The formation is divided into the Navajo Draw, Loma Barbon, and Picuda Peak Member (in ascending stratigraphic order). The Navajo Draw Member consists of pale brown to pale yellow sandstone with some conglomerate lenses and mudstone deposited by numerous southeast-flowing rivers. The unit contains a basalt flow with an Ar-Ar age of 8.11 ± 0.05 million years (Ma), and a volcanic vent (Cerro Colorado) in the Rio Puerco valley with its base within the Navajo Draw has an Ar-Ar age of 7.1 ± 0.46 Ma.

The Loma Barbon Member is similar to the Navajo Draw, but is more poorly sorted and contains occasional mudstone beds. It contains volcanic tephra with an age of 6.8 to 7.1 Ma, identical to the Peralta Tuff Member of the Bearhead Rhyolite. The similarity in age with the Navajo Draw Member suggests the two members interfinger.

The Picuda Peak Member is mostly reddish sandy conglomerate and arkosic sandstone. It contains beds formerly assigned to the Ceja Formation but which are now known to lie below the Rincones paleosurface, a major regional unconformity. It is named for exposures of conglomerate near Picuda Peak. This member varies from 10-50 meters in thickness. This member is coarser than the underlying Loma Barbon Member, and its contact becomes disconformable to the east.

== History of investigation ==
The beds assigned to the unit were originally included in the upper part of "middle red member" of the Santa Fe Formation by Kirk Bryan and Franklin McCann in 1937. The unit was first defined by Connell and coinvestigators in 1999, and named for exposures along Arroyo Ojito northwest of Albuquerque. This was also designated as the type locality (no type section defined). The formation was divided into the Navajo Draw, Loma Barbon, and Ceja Members. As originally defined, the formation included all strata in the northwest Albuquerque Basin younger than the Zia Formation as then defined, except for Quaternary beds assigned to the (since-abandoned) Pantadeleon Formation. Tedford and Barghoon recommended that the Cerro Conejo Member of the Zia Formation be moved to the Arroyo Ojito, since there was a significant unconformity (corresponding to a hiatus in sediment deposition of 1 to 1.6 Ma) separating the Cerro Conejo from the rest of the Zia Formation.
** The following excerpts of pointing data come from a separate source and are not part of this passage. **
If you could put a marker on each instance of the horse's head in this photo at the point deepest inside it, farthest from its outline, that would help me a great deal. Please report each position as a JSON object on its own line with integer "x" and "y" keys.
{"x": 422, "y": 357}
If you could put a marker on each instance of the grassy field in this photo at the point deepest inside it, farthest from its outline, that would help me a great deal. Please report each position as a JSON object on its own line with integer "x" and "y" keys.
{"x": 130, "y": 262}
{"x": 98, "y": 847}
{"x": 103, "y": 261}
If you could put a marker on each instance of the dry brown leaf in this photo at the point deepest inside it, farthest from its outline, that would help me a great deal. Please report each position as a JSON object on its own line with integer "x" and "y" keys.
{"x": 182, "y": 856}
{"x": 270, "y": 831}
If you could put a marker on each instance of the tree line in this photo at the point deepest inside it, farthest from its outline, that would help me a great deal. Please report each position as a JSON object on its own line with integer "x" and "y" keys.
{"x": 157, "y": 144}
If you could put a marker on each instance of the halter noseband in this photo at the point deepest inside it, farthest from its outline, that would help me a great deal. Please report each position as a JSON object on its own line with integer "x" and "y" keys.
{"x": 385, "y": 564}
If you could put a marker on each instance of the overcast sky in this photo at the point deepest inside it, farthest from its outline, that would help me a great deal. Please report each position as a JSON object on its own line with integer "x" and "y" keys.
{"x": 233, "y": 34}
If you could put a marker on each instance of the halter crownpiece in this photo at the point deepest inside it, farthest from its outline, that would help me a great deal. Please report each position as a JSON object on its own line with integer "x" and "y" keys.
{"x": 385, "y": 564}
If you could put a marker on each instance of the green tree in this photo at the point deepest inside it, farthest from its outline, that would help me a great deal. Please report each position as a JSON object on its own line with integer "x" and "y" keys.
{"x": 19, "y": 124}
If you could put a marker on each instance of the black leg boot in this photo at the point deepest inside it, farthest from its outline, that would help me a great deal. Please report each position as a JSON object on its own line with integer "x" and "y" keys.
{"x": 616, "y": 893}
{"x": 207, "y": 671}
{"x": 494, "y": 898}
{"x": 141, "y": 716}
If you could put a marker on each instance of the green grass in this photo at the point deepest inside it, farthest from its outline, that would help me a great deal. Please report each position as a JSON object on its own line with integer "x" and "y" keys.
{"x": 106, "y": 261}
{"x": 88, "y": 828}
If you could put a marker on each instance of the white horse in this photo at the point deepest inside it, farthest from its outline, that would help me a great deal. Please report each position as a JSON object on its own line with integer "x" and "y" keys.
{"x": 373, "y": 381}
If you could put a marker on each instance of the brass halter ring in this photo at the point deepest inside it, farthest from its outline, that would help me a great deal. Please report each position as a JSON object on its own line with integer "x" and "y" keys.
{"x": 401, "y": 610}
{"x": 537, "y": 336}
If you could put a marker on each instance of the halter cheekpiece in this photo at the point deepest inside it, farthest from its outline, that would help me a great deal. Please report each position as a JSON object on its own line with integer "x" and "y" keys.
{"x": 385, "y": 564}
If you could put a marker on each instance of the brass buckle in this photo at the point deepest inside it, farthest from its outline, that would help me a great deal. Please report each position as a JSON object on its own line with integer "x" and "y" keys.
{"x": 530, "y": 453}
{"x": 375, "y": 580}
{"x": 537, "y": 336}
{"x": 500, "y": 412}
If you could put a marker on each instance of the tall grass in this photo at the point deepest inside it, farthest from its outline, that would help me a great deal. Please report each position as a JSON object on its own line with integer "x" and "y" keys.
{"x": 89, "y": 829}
In 2007, Williams and Cole recommended that the Arroyo Ojito Formation be abandoned, because the name was being used inconsistently and because the formation straddled a significant region unconformity since named the Rincones paleosurface. They promoted the Ceja Member, which lay above the Rincones paleosurface, to formation rank, and moved the remaining members of the Arroyo Ojito into an informal "Middle Red" formation, recalling the earliest subdivisions of the Santa Fe Group. Connell responded the next year by concurring with the promotion of the Ceja Formation (which he divided into Santa Ana Mesa and Atrisco Members), promoting the Cerro Conejo to formation rank, and retaining the middle beds as the Arroyo Ojito, divided into the Navajo Draw, Loma Barbon, and Picuda Peak Members.